# Tutorials and Overview Talks

Presenters: Fabian-Robert Stöter and Stefan Uhlich

# EUSIPCO 2019: Deep learning for music separation

Presenters: Antoine Liutkus and Fabian-Robert Stöter

In this tutorial, we present the recent state of the art on the topic of music separation, which is a cornerstone problem for many applications in the entertainment industry. The particularity of this tutorial will be to approach the topic from both, a theoretical perspective, as well as an interactive demonstration regarding how to implement the described ideas in practice. In a first introductory part, we will summarize mandatory signal processing concepts and will review the model-based methods that were proposed in the last 40 years. This notably includes sinusoidal modeling, nonnegative matrix factorization, or kernel methods. Then, we will overview the related datasets that were proposed, as well as the metrics used for evaluation. From a practical perspective, we will see how to browse and use data in Python. In the second part, we will present deep neural networks, and most particularly the models and methods that are adequate for time series with long-term structures as in music. This involves a quick crash course on DNN and dynamic models (LSTM, CNN and wavenet), and a recap of the related vocabulary: datasets, samples, epoch, batch, loss, gradient, generative, discriminative, adversarial, etc.

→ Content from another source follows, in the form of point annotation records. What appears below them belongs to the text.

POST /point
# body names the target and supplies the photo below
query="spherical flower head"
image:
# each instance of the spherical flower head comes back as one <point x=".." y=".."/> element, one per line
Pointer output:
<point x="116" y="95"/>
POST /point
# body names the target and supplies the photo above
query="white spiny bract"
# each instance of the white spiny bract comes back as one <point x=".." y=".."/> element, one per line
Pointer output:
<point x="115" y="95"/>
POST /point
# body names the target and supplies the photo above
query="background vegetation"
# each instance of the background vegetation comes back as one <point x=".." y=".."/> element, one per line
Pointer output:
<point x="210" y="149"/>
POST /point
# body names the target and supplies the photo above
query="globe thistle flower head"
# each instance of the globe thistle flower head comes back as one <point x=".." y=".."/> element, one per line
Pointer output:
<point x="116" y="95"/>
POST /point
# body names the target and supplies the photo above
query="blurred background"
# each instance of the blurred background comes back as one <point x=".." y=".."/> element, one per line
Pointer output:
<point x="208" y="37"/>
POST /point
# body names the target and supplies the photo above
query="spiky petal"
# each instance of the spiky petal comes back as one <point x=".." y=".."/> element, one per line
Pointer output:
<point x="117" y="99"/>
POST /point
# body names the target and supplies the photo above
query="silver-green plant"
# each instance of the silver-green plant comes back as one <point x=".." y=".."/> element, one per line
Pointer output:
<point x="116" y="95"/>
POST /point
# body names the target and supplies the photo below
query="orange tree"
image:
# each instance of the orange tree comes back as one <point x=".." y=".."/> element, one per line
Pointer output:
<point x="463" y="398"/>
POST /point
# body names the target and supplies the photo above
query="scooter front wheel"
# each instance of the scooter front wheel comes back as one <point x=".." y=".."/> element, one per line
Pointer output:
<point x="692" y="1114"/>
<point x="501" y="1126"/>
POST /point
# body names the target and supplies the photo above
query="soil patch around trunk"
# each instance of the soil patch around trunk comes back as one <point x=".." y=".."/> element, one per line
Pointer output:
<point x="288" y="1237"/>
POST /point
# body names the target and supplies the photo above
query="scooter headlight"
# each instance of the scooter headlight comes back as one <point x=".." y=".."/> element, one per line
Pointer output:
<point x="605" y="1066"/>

In the third part, we will show the importance of design and will bring a basic LSTM separation model to state-of-the-art performance. We will analyze the impact of many design choices: input representation, dimensionality reduction, depth, hidden size, context length, skip connections. This tutorial is intended to be an introduction of this topic for Ph.D. students and engineers, explaining how to obtain state of the art performance in audio separation, along with the required technical background. Second, it will hopefully be of interest to researchers wondering how to do actual investigations on audio with DNNs, without being just users of high-level black-box systems.

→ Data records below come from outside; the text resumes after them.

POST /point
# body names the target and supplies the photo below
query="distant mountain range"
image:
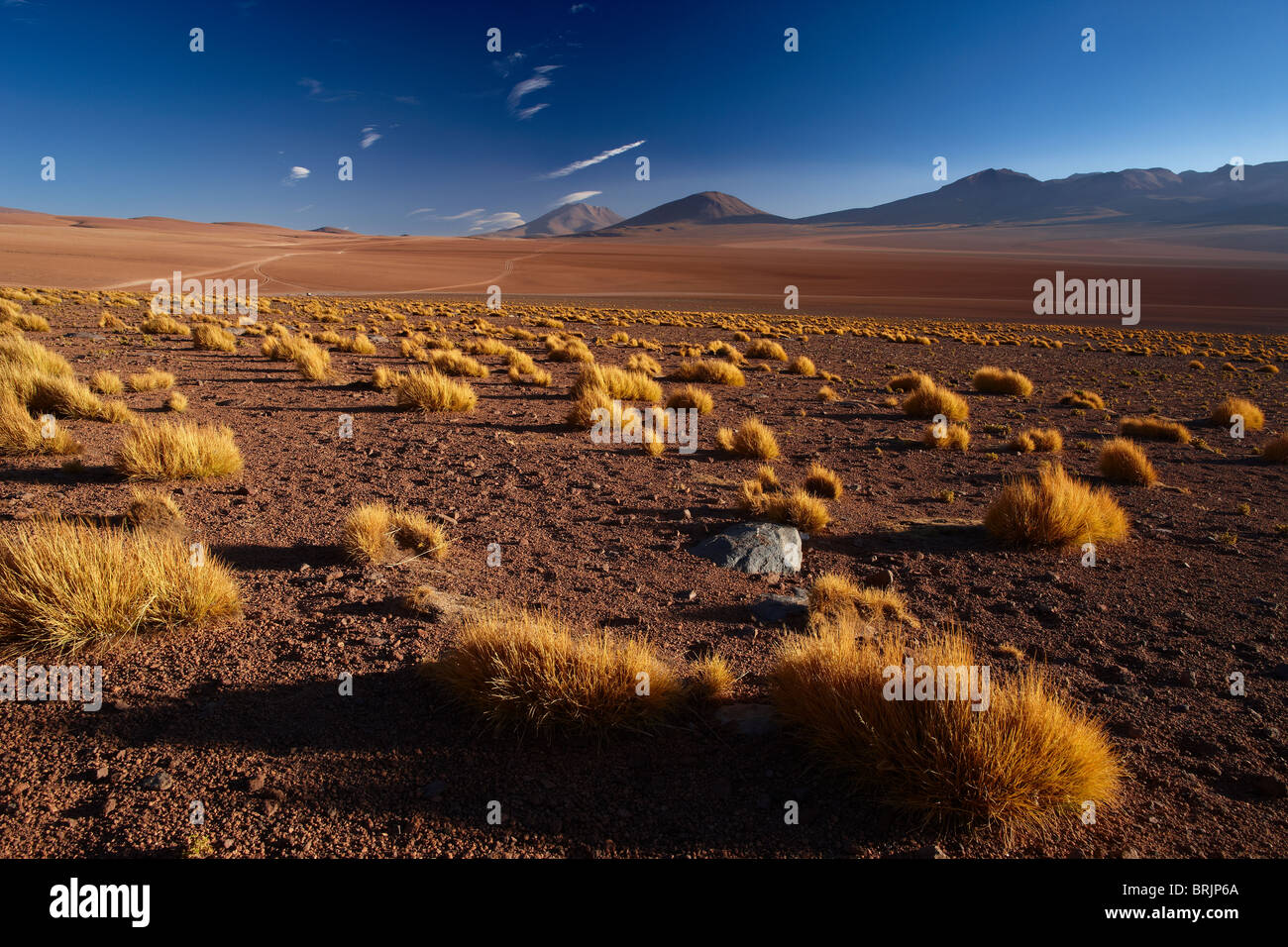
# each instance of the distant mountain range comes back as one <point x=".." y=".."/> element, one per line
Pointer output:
<point x="1146" y="196"/>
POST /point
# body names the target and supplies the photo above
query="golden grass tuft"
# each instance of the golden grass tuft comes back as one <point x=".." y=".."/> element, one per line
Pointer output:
<point x="822" y="482"/>
<point x="67" y="587"/>
<point x="526" y="671"/>
<point x="928" y="399"/>
<point x="751" y="440"/>
<point x="165" y="451"/>
<point x="1231" y="406"/>
<point x="374" y="534"/>
<point x="1025" y="764"/>
<point x="956" y="438"/>
<point x="995" y="380"/>
<point x="1122" y="462"/>
<point x="1041" y="440"/>
<point x="1055" y="509"/>
<point x="151" y="380"/>
<point x="712" y="371"/>
<point x="432" y="392"/>
<point x="1154" y="429"/>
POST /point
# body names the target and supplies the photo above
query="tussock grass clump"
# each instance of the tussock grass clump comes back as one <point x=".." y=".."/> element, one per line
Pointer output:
<point x="626" y="385"/>
<point x="695" y="397"/>
<point x="802" y="367"/>
<point x="1024" y="766"/>
<point x="1276" y="450"/>
<point x="1225" y="410"/>
<point x="751" y="440"/>
<point x="928" y="399"/>
<point x="172" y="451"/>
<point x="767" y="348"/>
<point x="1124" y="462"/>
<point x="1154" y="429"/>
<point x="1055" y="509"/>
<point x="526" y="671"/>
<point x="106" y="382"/>
<point x="432" y="392"/>
<point x="833" y="595"/>
<point x="823" y="482"/>
<point x="209" y="338"/>
<point x="22" y="436"/>
<point x="956" y="438"/>
<point x="67" y="587"/>
<point x="374" y="534"/>
<point x="712" y="371"/>
<point x="794" y="506"/>
<point x="1041" y="440"/>
<point x="151" y="380"/>
<point x="995" y="380"/>
<point x="1083" y="398"/>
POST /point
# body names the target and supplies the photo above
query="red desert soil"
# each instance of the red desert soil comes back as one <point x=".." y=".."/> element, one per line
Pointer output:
<point x="246" y="716"/>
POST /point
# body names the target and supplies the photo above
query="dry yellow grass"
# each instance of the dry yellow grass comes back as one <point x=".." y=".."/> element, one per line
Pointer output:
<point x="1041" y="440"/>
<point x="529" y="672"/>
<point x="160" y="451"/>
<point x="793" y="506"/>
<point x="374" y="534"/>
<point x="822" y="482"/>
<point x="67" y="587"/>
<point x="1055" y="509"/>
<point x="432" y="392"/>
<point x="1025" y="764"/>
<point x="1124" y="462"/>
<point x="751" y="440"/>
<point x="956" y="437"/>
<point x="1154" y="429"/>
<point x="22" y="436"/>
<point x="711" y="371"/>
<point x="106" y="382"/>
<point x="767" y="348"/>
<point x="833" y="595"/>
<point x="151" y="380"/>
<point x="1224" y="411"/>
<point x="995" y="380"/>
<point x="928" y="399"/>
<point x="1083" y="398"/>
<point x="213" y="339"/>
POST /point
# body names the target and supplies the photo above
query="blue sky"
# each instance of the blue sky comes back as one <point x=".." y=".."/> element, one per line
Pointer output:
<point x="140" y="125"/>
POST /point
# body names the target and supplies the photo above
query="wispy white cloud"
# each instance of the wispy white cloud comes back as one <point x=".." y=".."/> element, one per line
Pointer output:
<point x="575" y="197"/>
<point x="601" y="157"/>
<point x="497" y="222"/>
<point x="535" y="82"/>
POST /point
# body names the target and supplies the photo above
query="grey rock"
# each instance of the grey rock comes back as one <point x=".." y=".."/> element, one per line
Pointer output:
<point x="754" y="548"/>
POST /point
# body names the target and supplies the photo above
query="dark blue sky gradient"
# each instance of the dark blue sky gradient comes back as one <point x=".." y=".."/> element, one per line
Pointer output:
<point x="141" y="127"/>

# ISMIR 2018: "Music Source Separation with DNNs, Making it work"

Presenters: Antoine Liutkus and Fabian-Robert Stöter

Abstract: This tutorial concerns music source separation, that we also call music demixing, with a resolute focus on methods using DNN. In an introductory part, we will motivate the tutorial by explaining how music separation with DNN emerged with data-driven methods coming from machine-learning or image processing communities. This comes with machine-learning tricks to make methods work in practice. Meanwhile, many audio processing good practices are often forgotten or not correctly applied, although they are mandatory for good performance. In a second part, we present and discuss the few concepts that are mandatory to design a source separation method. Each point will firstly be the focus of screencasting from an interactive notebook session that all the audience will be invited to, and then will also be explained with a theoretical presentation when appropriate. The whole tutorial will be thus split into practical hands-on sessions using online interactive Python sessions and more classical theoretical insights. The third part of the tutorial provides some feedback on what seems to be important to get good performance in practice, with a focus on the training stage. On the one hand, many of the tricks discussed there are not often discussed in papers because a lot of them are negative results that are hard to publish: some interesting ideas that turn out ineffective yet. On the other hand, we also show how some very simple things make a huge difference in practice. In the following part, we pick one single system, resulting from the previous discussion, and show how its performance can be dramatically improved by using just a few simple tricks at test time, including resynthesis methods, filtering tricks, and how to go stereo.

This tutorial is first targeted at PhD students and at engineers, that want to implement audio demixing methods in practice and to achieve state of the art performance while keeping highly readable code. Second, by showing how pytorch enables easy design and debugging, including new cost functions, architectures, etc., it will hopefully be of interest to researchers wondering how to do actual investigations on audio with DNNs, without being just users of high-level black-box systems.